I'm a fan of best practices (who isn't?) and as complexity increases one of the modern paradigms is to use microservices to more transparently manage complexity, reduce tight coupling, and decrease maintenance overhead.
Taking a different approach to my "less than webscale" personal web services has still made great improvements to the services and my quality of life.
This article is categorized as Build and CI/CD and DevOps because while microservices is transformative for larger organizations to avoid the negative consequences of Conway's Law and provides a better architecture for really complex systems, in my case it was simply about decoupling deployments and not having all of my eggs in one basket. (e.g. the Drupal migration below actually did not affect the User Experience in any visible way).
How to grow a monolith
Value, value, value
I've had a Virtual Private Server for many years and have been always able to find something for free (or as my requirements increased at most $10 a month).

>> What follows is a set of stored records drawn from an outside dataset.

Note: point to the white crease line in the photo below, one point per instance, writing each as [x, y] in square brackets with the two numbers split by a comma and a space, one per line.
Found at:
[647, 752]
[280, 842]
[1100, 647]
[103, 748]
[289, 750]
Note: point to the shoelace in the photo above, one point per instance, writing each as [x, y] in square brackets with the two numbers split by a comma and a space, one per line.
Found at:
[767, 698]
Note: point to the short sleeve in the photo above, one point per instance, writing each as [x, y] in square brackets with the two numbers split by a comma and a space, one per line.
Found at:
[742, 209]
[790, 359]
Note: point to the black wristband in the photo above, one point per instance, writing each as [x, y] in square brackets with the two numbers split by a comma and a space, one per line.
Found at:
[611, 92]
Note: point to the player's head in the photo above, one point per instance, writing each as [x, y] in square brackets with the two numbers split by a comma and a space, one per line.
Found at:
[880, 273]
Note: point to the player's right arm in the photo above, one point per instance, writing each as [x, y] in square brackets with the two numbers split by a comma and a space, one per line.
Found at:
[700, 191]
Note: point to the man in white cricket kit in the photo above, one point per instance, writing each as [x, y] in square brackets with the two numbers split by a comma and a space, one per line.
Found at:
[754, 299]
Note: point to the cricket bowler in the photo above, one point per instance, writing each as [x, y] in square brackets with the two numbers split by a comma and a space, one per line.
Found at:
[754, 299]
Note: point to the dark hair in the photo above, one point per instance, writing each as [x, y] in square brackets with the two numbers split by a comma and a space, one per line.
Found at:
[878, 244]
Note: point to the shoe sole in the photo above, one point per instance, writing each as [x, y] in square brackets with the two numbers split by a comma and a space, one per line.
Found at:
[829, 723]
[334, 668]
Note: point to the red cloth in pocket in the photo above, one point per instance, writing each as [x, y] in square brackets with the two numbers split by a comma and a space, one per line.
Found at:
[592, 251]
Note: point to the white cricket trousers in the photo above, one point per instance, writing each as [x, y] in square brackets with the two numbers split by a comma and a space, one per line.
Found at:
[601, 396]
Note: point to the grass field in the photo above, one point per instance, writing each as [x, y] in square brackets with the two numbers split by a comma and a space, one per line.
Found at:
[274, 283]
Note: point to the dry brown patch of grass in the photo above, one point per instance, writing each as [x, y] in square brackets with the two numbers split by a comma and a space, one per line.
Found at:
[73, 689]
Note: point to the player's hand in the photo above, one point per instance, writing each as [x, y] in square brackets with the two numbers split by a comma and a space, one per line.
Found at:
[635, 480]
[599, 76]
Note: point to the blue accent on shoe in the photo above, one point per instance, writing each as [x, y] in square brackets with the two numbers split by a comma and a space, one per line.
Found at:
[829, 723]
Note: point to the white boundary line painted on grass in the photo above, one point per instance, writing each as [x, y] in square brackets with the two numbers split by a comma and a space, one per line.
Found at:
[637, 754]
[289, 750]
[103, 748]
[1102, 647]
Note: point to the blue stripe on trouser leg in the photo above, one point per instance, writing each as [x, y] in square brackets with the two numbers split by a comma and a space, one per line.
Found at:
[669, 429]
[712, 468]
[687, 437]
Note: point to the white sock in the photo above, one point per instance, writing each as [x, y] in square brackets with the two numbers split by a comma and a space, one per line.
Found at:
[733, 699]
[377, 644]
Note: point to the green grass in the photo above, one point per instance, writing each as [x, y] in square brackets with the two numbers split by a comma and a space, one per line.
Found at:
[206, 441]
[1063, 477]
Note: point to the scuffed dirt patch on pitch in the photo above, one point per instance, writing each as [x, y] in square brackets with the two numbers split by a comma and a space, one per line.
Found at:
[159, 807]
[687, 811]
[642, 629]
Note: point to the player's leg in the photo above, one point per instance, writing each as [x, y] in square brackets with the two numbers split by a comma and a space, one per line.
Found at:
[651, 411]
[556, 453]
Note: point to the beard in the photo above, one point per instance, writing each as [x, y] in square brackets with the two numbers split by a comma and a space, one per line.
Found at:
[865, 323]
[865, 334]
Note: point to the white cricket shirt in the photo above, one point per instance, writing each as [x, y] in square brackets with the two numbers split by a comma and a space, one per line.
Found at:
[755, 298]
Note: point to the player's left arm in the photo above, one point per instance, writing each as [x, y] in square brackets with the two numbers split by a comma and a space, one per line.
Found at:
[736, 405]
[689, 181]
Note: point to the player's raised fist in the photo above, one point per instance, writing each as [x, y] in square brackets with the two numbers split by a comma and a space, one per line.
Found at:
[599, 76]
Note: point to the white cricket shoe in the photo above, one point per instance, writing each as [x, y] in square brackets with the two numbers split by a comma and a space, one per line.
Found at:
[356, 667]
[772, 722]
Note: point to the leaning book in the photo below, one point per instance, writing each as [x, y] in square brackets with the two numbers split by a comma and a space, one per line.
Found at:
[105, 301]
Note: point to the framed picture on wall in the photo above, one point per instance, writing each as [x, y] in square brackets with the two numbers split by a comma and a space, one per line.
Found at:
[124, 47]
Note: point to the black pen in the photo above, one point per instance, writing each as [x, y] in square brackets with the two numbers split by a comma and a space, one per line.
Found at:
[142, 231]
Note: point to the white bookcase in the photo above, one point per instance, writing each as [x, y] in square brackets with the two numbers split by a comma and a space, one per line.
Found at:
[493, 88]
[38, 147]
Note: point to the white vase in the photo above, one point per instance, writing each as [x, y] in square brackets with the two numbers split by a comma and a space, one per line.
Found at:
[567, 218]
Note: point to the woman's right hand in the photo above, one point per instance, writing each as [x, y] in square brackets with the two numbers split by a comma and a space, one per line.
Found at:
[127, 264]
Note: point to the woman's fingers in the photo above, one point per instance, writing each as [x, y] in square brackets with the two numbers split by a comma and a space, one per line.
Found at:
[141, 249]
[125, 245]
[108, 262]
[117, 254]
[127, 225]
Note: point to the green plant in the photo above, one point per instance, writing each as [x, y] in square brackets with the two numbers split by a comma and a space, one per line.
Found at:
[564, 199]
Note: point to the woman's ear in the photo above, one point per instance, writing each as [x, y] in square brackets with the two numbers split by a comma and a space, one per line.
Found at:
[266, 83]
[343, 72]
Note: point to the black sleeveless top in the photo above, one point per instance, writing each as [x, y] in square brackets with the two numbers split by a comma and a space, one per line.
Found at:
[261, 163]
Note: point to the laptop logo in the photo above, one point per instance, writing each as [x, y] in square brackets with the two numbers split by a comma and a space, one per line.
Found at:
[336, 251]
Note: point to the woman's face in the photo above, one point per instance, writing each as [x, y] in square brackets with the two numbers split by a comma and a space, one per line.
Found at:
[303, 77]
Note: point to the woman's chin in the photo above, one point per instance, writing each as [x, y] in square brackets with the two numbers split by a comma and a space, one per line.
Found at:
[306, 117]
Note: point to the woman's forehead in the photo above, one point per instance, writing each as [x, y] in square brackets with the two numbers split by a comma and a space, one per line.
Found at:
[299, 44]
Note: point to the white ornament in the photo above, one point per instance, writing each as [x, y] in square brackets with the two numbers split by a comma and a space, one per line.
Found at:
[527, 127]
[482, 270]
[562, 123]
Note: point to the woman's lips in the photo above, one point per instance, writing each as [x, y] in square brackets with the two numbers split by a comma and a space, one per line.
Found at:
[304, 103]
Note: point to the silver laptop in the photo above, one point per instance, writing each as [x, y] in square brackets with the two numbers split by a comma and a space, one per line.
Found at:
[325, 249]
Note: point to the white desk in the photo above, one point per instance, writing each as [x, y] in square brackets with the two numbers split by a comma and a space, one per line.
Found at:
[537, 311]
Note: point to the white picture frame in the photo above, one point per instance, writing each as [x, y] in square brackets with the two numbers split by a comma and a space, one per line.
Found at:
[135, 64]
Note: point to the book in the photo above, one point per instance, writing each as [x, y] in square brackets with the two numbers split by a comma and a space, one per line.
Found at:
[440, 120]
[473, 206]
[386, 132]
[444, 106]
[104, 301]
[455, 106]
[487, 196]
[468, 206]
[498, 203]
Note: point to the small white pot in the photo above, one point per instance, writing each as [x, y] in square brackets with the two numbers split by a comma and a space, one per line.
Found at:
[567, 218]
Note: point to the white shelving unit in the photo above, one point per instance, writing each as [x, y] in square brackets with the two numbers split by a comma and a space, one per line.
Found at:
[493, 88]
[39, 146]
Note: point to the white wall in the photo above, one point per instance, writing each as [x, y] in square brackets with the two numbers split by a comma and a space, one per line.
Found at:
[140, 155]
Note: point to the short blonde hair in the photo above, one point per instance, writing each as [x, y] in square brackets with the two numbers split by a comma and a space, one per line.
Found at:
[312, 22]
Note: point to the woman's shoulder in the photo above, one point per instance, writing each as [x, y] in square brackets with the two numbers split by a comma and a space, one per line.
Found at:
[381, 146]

This has been at least 1000x worth the investment as it has provided a platform for learning and experimenting with all sorts of technology (Linux, PHP, Python, Twisted, MySQL, Redis, etc.) and of course a useful catch all tool (to check DNS resolution or temporarily store a file).
I'm a firm believer in understanding the whole stack. Maintaining the OS and managing deployments has made me conscious of the many hidden costs and compromises/trade-offs in software and services.
Organic Sprawl
While I started with a personal notes site in PHP, I eventually added a couple of personal blogs using Drupal, and then another Drupal site about physics (http://physicstime.com) for my father in law, and then a few experiments in Python (including uwsgi and Twisted). This was all of course underpinned by the shared underlying Cherokee web server, Drupal, PHP, Python, MySQL, and Ubuntu.
Physicstime alone has served over 500,000 visitors =)
I envisioned that having a common platform would make it easier to add more sites and the shared maintenance meant I would only have to pay it once, especially considering the alternative of paying for and deploying many separate servers.
I got to try a lot of different technologies but it started to be clear that it was not a "common platform" and maintenance (and just the mental energy of worrying about deferred maintenance) started to take up way too much time and effort.
The downsides of a monolith
Anecdotes: a security update meant the infrastructure provider needed to restart all of their host machines which meant "hmmm, will all my services restart correctly on reboot?" - luckily yes. Then I had to patch my virtual server (anything on the Internet is one vulnerability away from becoming taken over and in the least case being used for spam/DDoS and eventually being unable to actually serve my sites, in the worst case rooted or keystroke-logged in an attempt to hack my life or in a serious criminal pursuit).
Oh and then there's the times the logs (web or auth due to anonymous attackers scanning) or backups filled the disk... (facepalm)
Unavailability Due To:
- any infrastructure vendor maintenance
- any OS maintenance/upgrade
- incorrectly configured/rogue application
- a security issue in one affects them all
- they all contend for the same resources
- they all share the same version/dependency requiring upgrading and testing everything at once
In Context: Linode, Ubuntu, Cherokee, and Drupal were good choices at the time
Firstly let me say I picked a great vendor (Linode) who was very solid (they limit bad actor customers which tends to make resources predictable) and that Ubuntu OS and Cherokee webserver are very easy to setup and maintain which is one reason why I've put this off for so long.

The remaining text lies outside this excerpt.